Conclusion on interpretation

[26]At [32].

  1. The policy is open to an interpretation that it is jointly owned by the Miahs in a joint tenancy, and being a joint tenancy, was severable.  There may well be nothing in the policy or surrounding circumstances to indicate that severance was excluded.  Resolution of the issue must await trial.

Bankruptcy

  1. The bankruptcy of one of the owners of a joint tenancy operates to sever the joint tenancy.[27]  This principle was applied by the full court of the Federal Court of Australia in Re Francis.[28]  The Court held:[29]

    When the estate of the male bankrupt in the land in question became vested in the Official Trustee, the unity of title was immediately destroyed, in that the respective interests of the Official Trustee and the female co-owner in the land did not derive from the same act or document. Nor is there any unity of time between the two estates. The unity of interest also does not exist because the interest of the Official Trustee is impressed with his responsibilities under the Bankruptcy Act 1966 and may, and very likely will, be of less duration than that of his co-owner.

    [27]Bedson v Bedson, above n 10, at 319; Re Dennis (a bankrupt), above n 10, at 438–439; and Barron v Hutton, above n 10, at [13].

    [28]Re Francis, above n 10, at 339.  Wild J in Chong-Nee v Carter HC Wellington CP40/01, 21 March 2002 cast some doubt on the principle, however the point was obiter and had not featured in argument before him: at [33].  The High Court of Australia recently approved the principle in Trustees of the Property of Cummins (a bankrupt) v Cummins (2006) 227 CLR 278 at [14].

    [29]At 339.

  2. If the Miahs’ policies were owned as joint tenants, the unity of title was destroyed at the moment of bankruptcy, as the Official Assignee became the half owner, the parties now deriving their interests from different sources.[30]  The other unities would also be lost.  The Official Assignee’s half interest was of a shorter nature, with different priorities (payment of creditors) to that of Mr Miah.  The joint tenancy being at an end, the policy thereafter would be held from the time of bankruptcy by Mrs Miah and the Official Assignee as tenants in common.  It is thus arguable that Mr Miah, as Mrs Miah’s executor, has a claim as set out in the second cause of action.

Conclusion on the second cause of action

[30]Insolvency Act 1967, s 2, definition of “property”, and s 42.

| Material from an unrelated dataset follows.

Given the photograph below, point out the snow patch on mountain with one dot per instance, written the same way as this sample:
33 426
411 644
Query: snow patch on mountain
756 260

  1. It is our view that Mrs Miah’s interest in the policy continues after her death, as the bankruptcy had severed the joint tenancy.  That being so, the second cause of action should not have been struck out. 

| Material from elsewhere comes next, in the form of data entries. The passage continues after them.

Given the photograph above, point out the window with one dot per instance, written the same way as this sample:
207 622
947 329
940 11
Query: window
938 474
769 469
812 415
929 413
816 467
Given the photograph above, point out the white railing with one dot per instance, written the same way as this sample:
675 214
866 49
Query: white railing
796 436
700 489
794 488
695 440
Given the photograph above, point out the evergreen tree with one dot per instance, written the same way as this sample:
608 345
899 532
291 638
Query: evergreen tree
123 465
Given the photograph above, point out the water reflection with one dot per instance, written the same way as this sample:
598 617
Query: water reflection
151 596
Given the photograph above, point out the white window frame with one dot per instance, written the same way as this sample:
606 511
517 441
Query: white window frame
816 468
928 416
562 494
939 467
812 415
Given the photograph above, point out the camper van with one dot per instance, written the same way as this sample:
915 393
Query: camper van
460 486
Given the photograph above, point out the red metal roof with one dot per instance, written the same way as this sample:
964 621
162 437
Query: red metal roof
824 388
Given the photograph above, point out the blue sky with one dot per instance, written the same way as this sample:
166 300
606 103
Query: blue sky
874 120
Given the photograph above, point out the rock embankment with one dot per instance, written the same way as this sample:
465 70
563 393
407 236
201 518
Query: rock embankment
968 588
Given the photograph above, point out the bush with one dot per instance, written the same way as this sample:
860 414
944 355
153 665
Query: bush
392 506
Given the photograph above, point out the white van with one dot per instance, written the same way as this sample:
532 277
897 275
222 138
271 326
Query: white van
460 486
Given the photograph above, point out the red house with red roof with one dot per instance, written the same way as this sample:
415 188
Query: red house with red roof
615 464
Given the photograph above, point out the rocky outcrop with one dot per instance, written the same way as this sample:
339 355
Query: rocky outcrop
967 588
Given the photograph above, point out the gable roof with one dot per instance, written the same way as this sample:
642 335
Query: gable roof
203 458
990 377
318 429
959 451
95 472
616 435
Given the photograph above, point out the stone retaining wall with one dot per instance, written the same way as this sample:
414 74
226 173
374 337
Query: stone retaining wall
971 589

  2. We record that we do not think that the first cause of action is soundly based, as it is not arguable for the reasons we have set out that the policy was held by the Miahs as tenants in common from the outset.

Third cause of action

  1. Mr Hooker argued in his written submissions that, upon the bankruptcy of Mr Miah, the life insurance upon reverted to the owners of the policy and that AXA’s decision to reject the claim was made after Mr Miah was discharged from bankruptcy.  This meant that the cause of action accrued after Mr Miah’s discharge and was the property of Mr Miah to pursue.  The argument was not pursued in oral submissions.

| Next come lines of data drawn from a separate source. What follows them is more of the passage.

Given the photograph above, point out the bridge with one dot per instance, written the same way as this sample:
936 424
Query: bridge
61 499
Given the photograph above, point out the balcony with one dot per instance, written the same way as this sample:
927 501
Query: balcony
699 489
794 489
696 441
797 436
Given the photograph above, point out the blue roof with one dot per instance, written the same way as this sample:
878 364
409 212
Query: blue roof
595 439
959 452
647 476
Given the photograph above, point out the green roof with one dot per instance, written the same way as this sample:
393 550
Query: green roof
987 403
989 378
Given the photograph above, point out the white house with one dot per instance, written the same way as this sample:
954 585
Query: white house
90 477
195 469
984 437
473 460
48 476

  2. This argument plainly cannot succeed.  If there was entitlement to the proceeds of the life insurance policy, it arose on Mrs Miah’s death and not at any later point of a refusal to pay.  As the Associate Judge observed, any right of ownership of the policy could only be enforced by Mr Miah’s personal representative at that time, the Official Assignee.[31]

    [31]Miah v The National Mutual Life Association of Australasia Ltd, above n 1, at [66].

  3. We agree with the Associate Judge that the third cause of action is not tenable.[32]

Abuse of process?

[32]At [61]–[67].

  1. AXA also supports the Associate Judge’s decision on the ground that the proceeding should be struck out as an abuse of process.  AXA submits that Mr Miah’s proceeding constitutes a collateral attack on the decision of Associate Judge Christiansen in that a necessary premise of that decision was that the policy and any rights to receive payment under it, or take proceedings in respect of it, were vested in the Official Assignee.[33]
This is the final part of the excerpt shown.